Ome perditum, o afflictum! Quid nunc rogem te ut venias, mulierem aegram et corpore et animo confectam? Non rogem? sine te igitur sim? Opinor, sic agam: si est spes nostri reditus, eam confirmes et rem adiuves; sin, ut ego metuo, transactum est quoquo modo potes, ad me fac venias. Unum hoc scito: si te habebo, non mihi videbor plane, perisse. Sed quid Tulliola mea fiet? Iam id vos videte; mihi deest consilium. Sed certe, quoquo modo res se habebit, illius misellae et matrimonio et famae serviendum est. Cicero meus quid aget? Iste vero sit in sinu semper et complexu meo. Non queo plura iam scribere; impedit maeror. Tu quid egeris nescio; utrum aliquid teneas an, quod metuo, plane sis spoliata. Tu quod me hortaris ut animo sim magno et spem habeam recuperandae salutis, id velim sit eius modi ut recte sperare possimus. Quod reliquum est, sustenta te, mea Terentia, ut potes honestissime. Viximus, floruimus; non vitium nostrum sed virtus nostra nos afflixit.

Maiorum Lingua C

Sono rovinato, sono sconsolato! Perché dovrei chiederti di venire, o moglie malata nel corpo e nell’animo? Non dovrei? Stare dunque senza di te? Credo, così faro: se c’è speranza di un nostro ritorno, la potresti rassicurare e consolare del fatto; ma se, come temo, tutto si è già compiuto, fa’ in modo di venire da me, in qualsiasi modo tu possa.
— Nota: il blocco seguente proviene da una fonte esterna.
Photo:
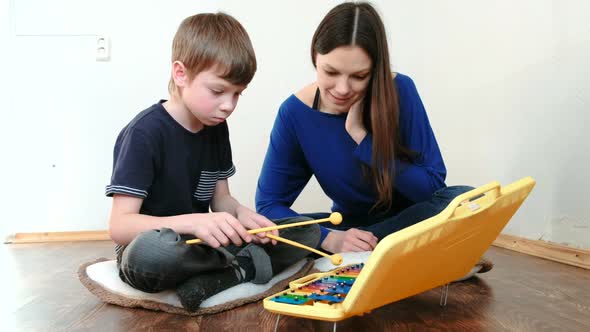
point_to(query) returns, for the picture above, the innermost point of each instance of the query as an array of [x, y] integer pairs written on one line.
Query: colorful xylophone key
[[329, 289]]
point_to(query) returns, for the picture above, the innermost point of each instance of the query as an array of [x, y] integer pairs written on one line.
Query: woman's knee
[[449, 193]]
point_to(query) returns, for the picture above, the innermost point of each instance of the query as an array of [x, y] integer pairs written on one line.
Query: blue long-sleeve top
[[306, 142]]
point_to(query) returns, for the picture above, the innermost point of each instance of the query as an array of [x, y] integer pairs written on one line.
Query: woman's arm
[[284, 172]]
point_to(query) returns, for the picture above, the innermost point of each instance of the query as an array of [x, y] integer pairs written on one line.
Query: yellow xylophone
[[426, 255]]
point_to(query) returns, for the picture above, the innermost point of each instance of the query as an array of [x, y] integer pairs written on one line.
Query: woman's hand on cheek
[[351, 240]]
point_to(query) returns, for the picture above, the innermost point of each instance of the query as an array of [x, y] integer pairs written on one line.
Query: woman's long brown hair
[[359, 24]]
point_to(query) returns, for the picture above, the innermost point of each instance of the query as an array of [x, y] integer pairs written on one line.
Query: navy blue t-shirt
[[174, 170]]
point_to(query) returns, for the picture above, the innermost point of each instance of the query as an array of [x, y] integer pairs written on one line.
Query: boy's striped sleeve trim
[[112, 189], [228, 173]]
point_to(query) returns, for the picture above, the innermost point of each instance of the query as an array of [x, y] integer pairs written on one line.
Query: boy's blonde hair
[[206, 40]]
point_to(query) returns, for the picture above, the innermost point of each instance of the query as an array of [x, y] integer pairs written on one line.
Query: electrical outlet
[[103, 48]]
Sappi solo questo: se ti avrò, sembrerà certo che non sono morto. Ma che ne sarà della mia piccola Tullia? Già lo vedete: mi manca un progetto. Ma di certo, in qualunque condizione sarà la situazione, bisogna provvedere alla sua poveretta, al matrimonio e al buon nome. Che farà il mio Cicerone? Potrebbe essere sempre tra le mie braccia e sul mio grembo. Non posso ormai scrivere di più: me lo impedisce la tristezza. Non so che cosa tu abbia fatto: se tenere qualcosa oppure, come temo, se ti sei privata totalmente di ogni cosa. Dal momento che mi esorti ad essere forte e a sperare di guarire, vorrei che entrambi possiamo egualmente sperare una cosa di tal genere. Quanto al resto, fatti forza, Terenzia mia, come tu puoi fare in maniera assai dignitosa. Abbiamo vissuto, siamo fioriti: ci tormenta non un nostro difetto, ma le nostre doti.